The mandates could also affect employment numbers.

“We have a lot of evidence that some of the continued labor market sluggishness is due to people kind of fearing going back to work,” says Matthew Johnson, an assistant professor in the Sanford School of Public Policy at Duke University.

Public safety vs. personal liberty

Early polls indicate that President Biden’s vaccine-or-test mandate for private employers is largely popular. A recent Morning Consult/Politico poll found 58% approval for the policy. Other main aspects of the Biden plan had similar support.

But attitudes about almost everything to do with COVID-19 response in America are split sharply along partisan lines. Across the country many Republican officials have reacted with seething anger about a mandate they feel strikes at citizens’ personal liberty.

“The vaccine itself is life-saving, but this unconstitutional move is terrifying,” tweeted GOP Gov. Tate Reeves of Mississippi following President Biden’s mandate announcement last week.

As Governor Reeves’ tweet shows, much of the Republican opposition walks a narrow space between two beliefs: the vaccine is good, but the federal government making you take it is bad.

Sen. John Kennedy, a Louisiana Republican, framed it in terms of striking the balance between personal freedom and public safety.

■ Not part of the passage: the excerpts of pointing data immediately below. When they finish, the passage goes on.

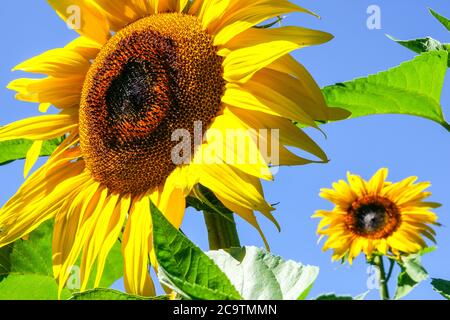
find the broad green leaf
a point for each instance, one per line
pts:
(442, 286)
(183, 267)
(405, 284)
(25, 260)
(110, 294)
(333, 296)
(422, 45)
(260, 275)
(30, 287)
(445, 22)
(28, 268)
(412, 273)
(12, 150)
(413, 88)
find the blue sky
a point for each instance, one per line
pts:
(406, 145)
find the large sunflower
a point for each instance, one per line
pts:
(376, 217)
(139, 70)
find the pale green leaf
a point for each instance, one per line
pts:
(422, 45)
(442, 286)
(260, 275)
(413, 88)
(12, 150)
(30, 287)
(110, 294)
(445, 22)
(183, 267)
(333, 296)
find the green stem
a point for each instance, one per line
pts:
(391, 268)
(222, 232)
(384, 291)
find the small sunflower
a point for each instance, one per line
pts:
(140, 70)
(376, 217)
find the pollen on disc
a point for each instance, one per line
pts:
(157, 75)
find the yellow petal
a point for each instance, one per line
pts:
(84, 46)
(38, 200)
(240, 65)
(236, 187)
(57, 62)
(135, 249)
(60, 92)
(114, 230)
(211, 11)
(32, 156)
(39, 128)
(259, 97)
(290, 134)
(241, 15)
(254, 36)
(96, 238)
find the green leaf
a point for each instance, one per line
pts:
(12, 150)
(183, 267)
(30, 260)
(260, 275)
(30, 287)
(110, 294)
(445, 22)
(405, 284)
(412, 273)
(422, 45)
(333, 296)
(27, 267)
(442, 286)
(413, 88)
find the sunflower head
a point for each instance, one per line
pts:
(376, 217)
(140, 72)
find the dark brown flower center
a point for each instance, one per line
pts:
(373, 217)
(157, 75)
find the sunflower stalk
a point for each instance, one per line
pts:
(222, 233)
(383, 280)
(219, 220)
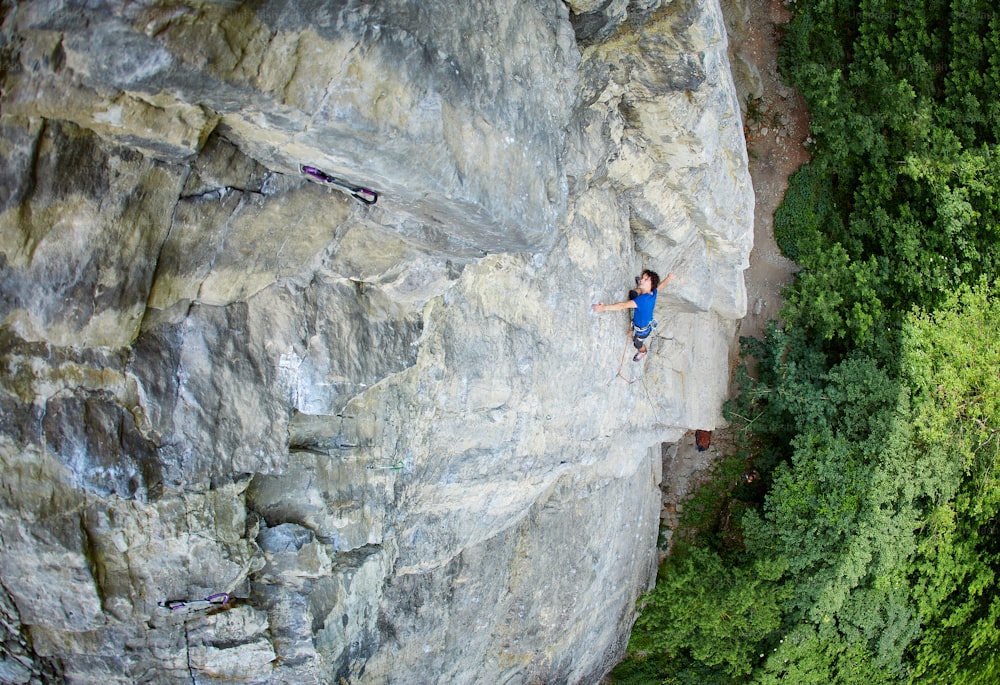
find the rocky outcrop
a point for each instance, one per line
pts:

“We could save a lot of lives by lowering the speed limit to 45 [mph] on all of our roads. And if a state wants to do that, or a state legislature wants to do that, that’s their business,” he told a few reporters while on the way to a vote. “But if the president unilaterally decided to do it, I think that would be inappropriate.”

Like many Republican states, Louisiana has seen a significantly lower rate of vaccinations than coastal liberal states. But that rate was starting to go up, albeit gradually. Now, Senator Kennedy says he’s worried the president’s move will thwart that progress.

“I believe in the vaccine, I think the vaccine works, I wish everybody would take it, but I think this move by the president is going to be counterproductive. ... We’re going to end up spending the time in court, and the resources in court, that we could be spending trying to convince our fellow Americans to take the vaccine,” he said. 

Staff writers Dwight Weingarten and Christa Case Bryant contributed to this report.